In 1992, toddler Yasmin Munoz goes missing from a rainforest picnic spot near Cairns. No trace of her has ever been found. Yet in 2012 Andrew Todd, a wealthy businessman and former mayor of Cairns, dies, and leaves in his will directions for a search for the missing child, who if she is still alive must now be a young woman. Cairns detective Cass Diamond is asked to help with the search. But Cass sometimes exceeds professional boundaries… She discovers that in 1990, popular university student Chloe Campion also went missing, from a party in Brisbane celebrating her engagement to the son of Andrew Todd. Police inquiries at the time of the child’s disappearance found no link with the Campion case. But Cass is curious.
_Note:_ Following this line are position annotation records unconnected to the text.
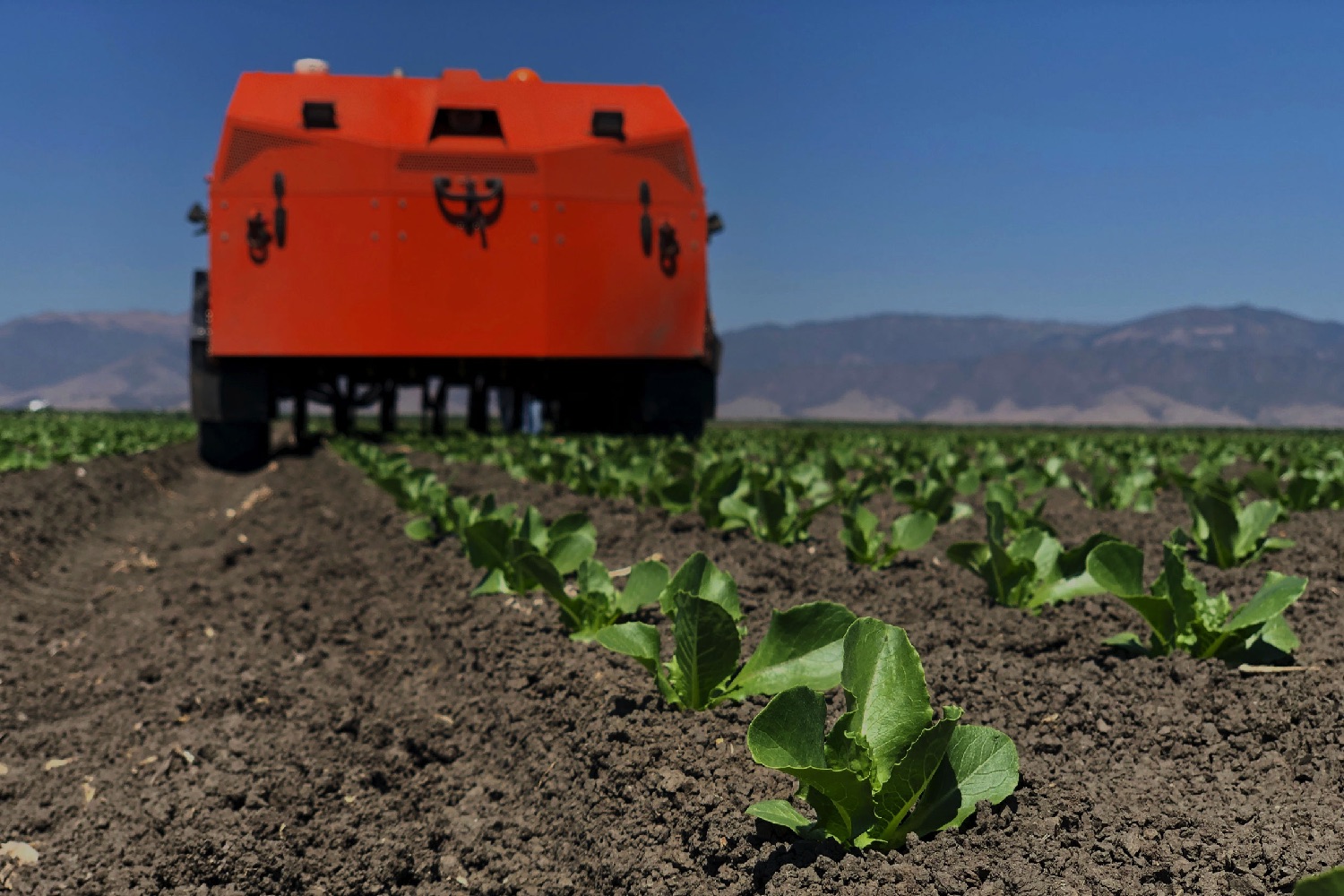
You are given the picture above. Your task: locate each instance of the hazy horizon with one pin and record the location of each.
(1080, 163)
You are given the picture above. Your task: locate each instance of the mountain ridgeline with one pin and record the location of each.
(1199, 366)
(1220, 367)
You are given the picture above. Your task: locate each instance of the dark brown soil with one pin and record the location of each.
(297, 699)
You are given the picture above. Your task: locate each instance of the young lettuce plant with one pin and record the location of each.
(887, 767)
(1032, 571)
(594, 603)
(1018, 517)
(865, 544)
(1185, 616)
(499, 546)
(444, 514)
(930, 495)
(800, 648)
(1226, 533)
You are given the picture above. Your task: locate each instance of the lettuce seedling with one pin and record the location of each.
(444, 514)
(865, 544)
(771, 505)
(887, 767)
(1034, 570)
(1118, 489)
(1226, 533)
(933, 495)
(497, 546)
(800, 648)
(593, 603)
(1018, 517)
(1185, 616)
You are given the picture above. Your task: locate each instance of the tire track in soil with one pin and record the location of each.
(351, 721)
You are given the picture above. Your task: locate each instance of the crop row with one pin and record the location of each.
(32, 441)
(890, 764)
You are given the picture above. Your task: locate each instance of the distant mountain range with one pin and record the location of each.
(132, 360)
(1199, 366)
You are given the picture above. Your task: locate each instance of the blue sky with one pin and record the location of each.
(1088, 161)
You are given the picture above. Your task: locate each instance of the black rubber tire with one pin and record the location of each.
(238, 447)
(478, 409)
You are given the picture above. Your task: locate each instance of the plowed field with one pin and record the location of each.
(222, 684)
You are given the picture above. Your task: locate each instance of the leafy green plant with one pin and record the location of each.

Weaving together a story of race, ethnicity, identity and environmental politics, Caroline de Costa again sets her heroine in the sinister rainforest, the contested seas and the solitary inland country of North Queensland that she knows so well. The story twists and turns, leaving the reader guessing, then guessing again, about the fates of Yasmin and Chloe.
A young Asian woman lies in a pool of blood in a Cairns motel. Transferred to hospital, she dies before she can tell her story. Detective Cass Diamond and her team are soon on the case. Searching through her possessions the police begin to ask questions: Was the woman part of a sex-trafficking ring? Who brought her to Cairns? Are other women in danger? Soon it appears that many women may be missing. Could their disappearance be linked to the brutal murder of a Cairns sex worker several years earlier?
Meanwhile a group of Cairns schoolgirls has become involved, one of them having witnessed the discovery of the young woman in the motel. Unconnected to the detectives, the girls pursue their own investigations. Will they pry too far?
As these parallel searches progress, the story moves to the tropical rainforest surrounding Cairns, beautiful but capable of hiding many things. What secrets does it hold, who else may be concealed in its depths?
The third Cass Diamond mystery explores sex trafficking and abortion, teenage emotions and adult mischief, in a story as densely branched as the rainforest itself. Caroline de Costa holds her readers captive until the very last word.